Die Generalversammlung der Emmi AG findet am Donnerstag, 12. April 2018 in Luzern statt.
Ausblick
Die globale Wirtschaft hat Schwung aufgenommen. Davon werden bei Emmi insbesondere die Wachstumsmärkte der Division Americas profitieren. In Tunesien und den USA gehen wir von einer weiterhin steigenden Nachfrage aus. Weiter sollte der chilenische Markt die Zeichen der Erholung bestätigen können. Jedoch werden Fremdwährungseinflüsse in Ländern wie Chile, Mexiko und Tunesien ein Thema bleiben. Zudem werden die europäischen Märkte in dieser Division (Spanien und Frankreich) das Wachstum auch dieses Jahr hemmen.
Auch wenn für die Eurozone 2018 mit einem Wachstum zu rechnen ist, sind in der Prognose für die Division Europa einige hemmende Faktoren zu berücksichtigen: einerseits der anhaltend starke Wettbewerb, andererseits die weiteren Folgen des Brexit und die Entwicklung des britischen Pfundes. Dies wird Einfluss auf die Entwicklung des britischen Geschäfts (Onken-Jogurts, Exporte aus der Schweiz und Dessert-Exporte aus Italien) von Emmi haben.
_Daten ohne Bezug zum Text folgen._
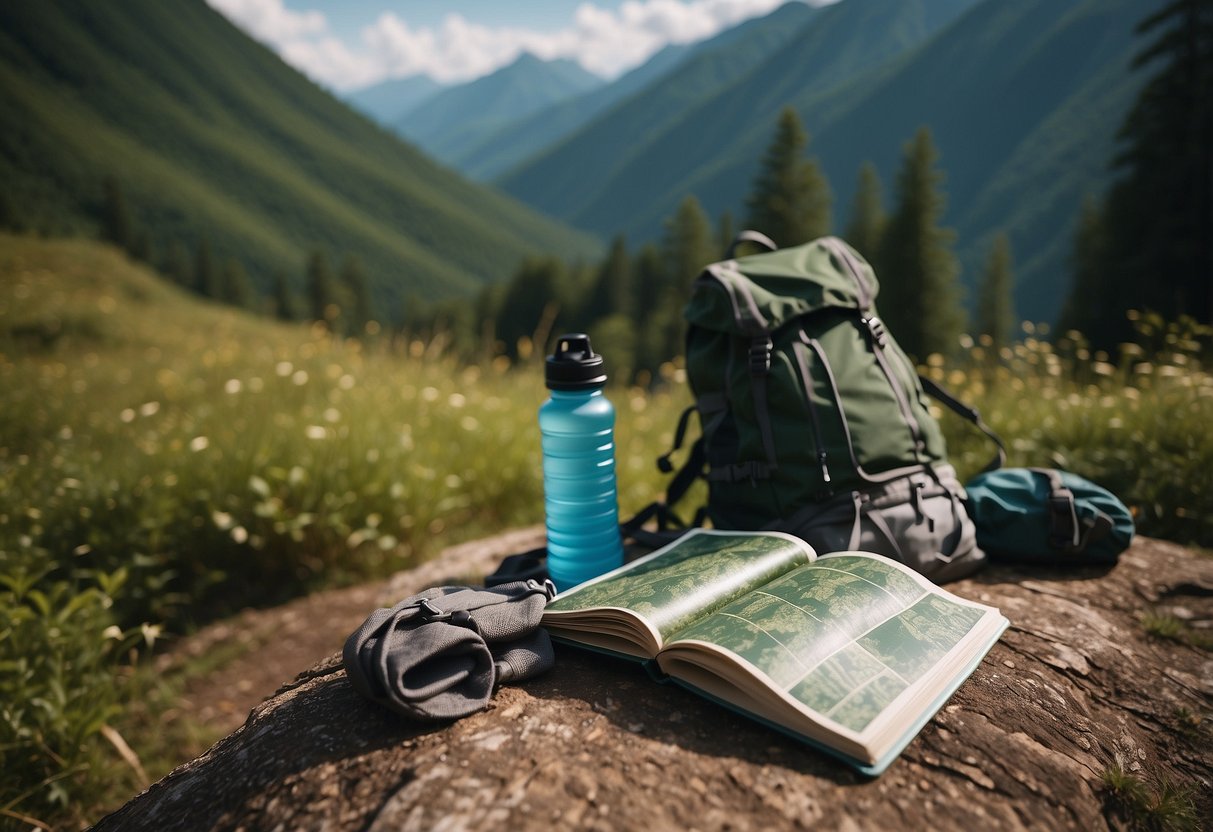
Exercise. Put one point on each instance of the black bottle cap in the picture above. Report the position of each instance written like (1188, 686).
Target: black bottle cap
(574, 365)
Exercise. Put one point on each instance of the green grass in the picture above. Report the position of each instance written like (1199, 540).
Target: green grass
(1138, 427)
(1162, 808)
(165, 461)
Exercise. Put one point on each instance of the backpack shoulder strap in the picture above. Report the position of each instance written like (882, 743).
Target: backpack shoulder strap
(968, 414)
(750, 235)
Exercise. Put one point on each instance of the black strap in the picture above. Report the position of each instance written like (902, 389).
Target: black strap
(761, 348)
(664, 463)
(968, 414)
(750, 235)
(1068, 533)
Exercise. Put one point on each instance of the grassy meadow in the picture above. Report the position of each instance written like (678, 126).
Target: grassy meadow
(165, 461)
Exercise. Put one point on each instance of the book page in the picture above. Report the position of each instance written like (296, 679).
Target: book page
(678, 583)
(847, 640)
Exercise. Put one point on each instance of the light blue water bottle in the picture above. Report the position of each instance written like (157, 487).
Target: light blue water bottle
(577, 428)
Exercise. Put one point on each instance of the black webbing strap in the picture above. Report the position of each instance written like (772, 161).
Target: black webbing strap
(664, 463)
(750, 235)
(1066, 531)
(968, 414)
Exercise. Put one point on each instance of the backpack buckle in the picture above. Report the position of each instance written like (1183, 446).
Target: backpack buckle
(876, 326)
(759, 355)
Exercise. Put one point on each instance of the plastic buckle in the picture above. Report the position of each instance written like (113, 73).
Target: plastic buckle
(428, 610)
(759, 355)
(876, 326)
(1065, 531)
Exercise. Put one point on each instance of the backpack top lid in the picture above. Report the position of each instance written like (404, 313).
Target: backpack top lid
(766, 290)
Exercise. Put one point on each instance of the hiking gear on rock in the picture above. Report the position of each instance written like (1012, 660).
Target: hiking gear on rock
(1047, 516)
(813, 420)
(440, 654)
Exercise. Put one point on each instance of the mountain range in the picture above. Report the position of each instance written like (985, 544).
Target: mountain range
(1023, 98)
(451, 123)
(212, 137)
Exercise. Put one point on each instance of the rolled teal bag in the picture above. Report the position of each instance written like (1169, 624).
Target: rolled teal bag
(1047, 516)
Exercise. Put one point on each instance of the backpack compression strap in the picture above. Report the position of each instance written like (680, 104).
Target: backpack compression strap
(969, 415)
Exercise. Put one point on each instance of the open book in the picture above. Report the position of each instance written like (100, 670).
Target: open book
(852, 653)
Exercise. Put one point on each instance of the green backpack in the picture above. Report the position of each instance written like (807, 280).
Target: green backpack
(813, 420)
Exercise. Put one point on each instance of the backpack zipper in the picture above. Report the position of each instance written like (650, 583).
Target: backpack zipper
(815, 422)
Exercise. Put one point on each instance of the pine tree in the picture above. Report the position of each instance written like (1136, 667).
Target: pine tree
(322, 305)
(791, 199)
(651, 284)
(920, 290)
(867, 217)
(996, 305)
(1159, 215)
(687, 248)
(353, 278)
(688, 244)
(531, 305)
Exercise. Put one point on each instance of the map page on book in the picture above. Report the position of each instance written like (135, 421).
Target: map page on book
(844, 637)
(679, 583)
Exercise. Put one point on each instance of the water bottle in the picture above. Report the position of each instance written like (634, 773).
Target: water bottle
(580, 501)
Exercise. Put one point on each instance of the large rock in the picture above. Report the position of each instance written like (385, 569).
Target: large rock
(1076, 687)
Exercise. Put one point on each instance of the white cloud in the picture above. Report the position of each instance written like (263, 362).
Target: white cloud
(271, 21)
(604, 41)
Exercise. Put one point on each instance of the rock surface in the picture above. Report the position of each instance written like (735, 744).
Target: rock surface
(1076, 685)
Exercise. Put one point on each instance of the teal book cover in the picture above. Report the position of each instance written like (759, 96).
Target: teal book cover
(850, 653)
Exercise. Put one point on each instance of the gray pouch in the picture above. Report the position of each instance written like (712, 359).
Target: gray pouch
(918, 519)
(442, 653)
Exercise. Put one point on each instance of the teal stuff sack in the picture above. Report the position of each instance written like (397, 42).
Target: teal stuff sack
(1047, 516)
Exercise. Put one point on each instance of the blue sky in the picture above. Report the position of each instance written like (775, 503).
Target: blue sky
(351, 44)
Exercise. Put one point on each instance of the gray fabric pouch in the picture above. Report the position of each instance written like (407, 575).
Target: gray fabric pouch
(918, 519)
(440, 654)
Zusammen mit der jüngst erfolgten Stärkung des Euros dürfte insgesamt, über alle Märkte betrachtet, von dieser Division ein positiver Beitrag zur Umsatzentwicklung zu erwarten sein.
Unter günstigen Umständen ist 2018 auch im Heimmarkt Schweiz ein Umsatzzuwachs möglich. Dafür spricht die Prognose für den Schweizer Detailhandel, der im Food-Bereich von stabilen bis allenfalls leicht steigenden Umsätzen ausgeht. Hinzu kommen der gestiegene Milchpreis (Preiserhöhung per 1. Oktober 2017) und starke Markenkonzepte. Dem gegenüber stehen der anhaltend massive Importdruck und der auf hohem Niveau stabile Einkaufstourismus. Für ein Umsatzwachstum sind also hohe Hürden zu nehmen.
In der Summe rechnet Emmi für 2018 mit einem organischen Umsatzwachstum, das in etwa im Rahmen der mittelfristigen Prognosen liegt.
Um die Erträge zu stützen, wird Emmi zudem an ihrem Effizienzsteigerungs- und Kostensparprogramm festhalten und dieses vor allem in den ausländischen Produktionsbetrieben intensivieren. Für 2018 erwarten wir daher einen höheren Betriebsgewinn als im vergangenen Jahr.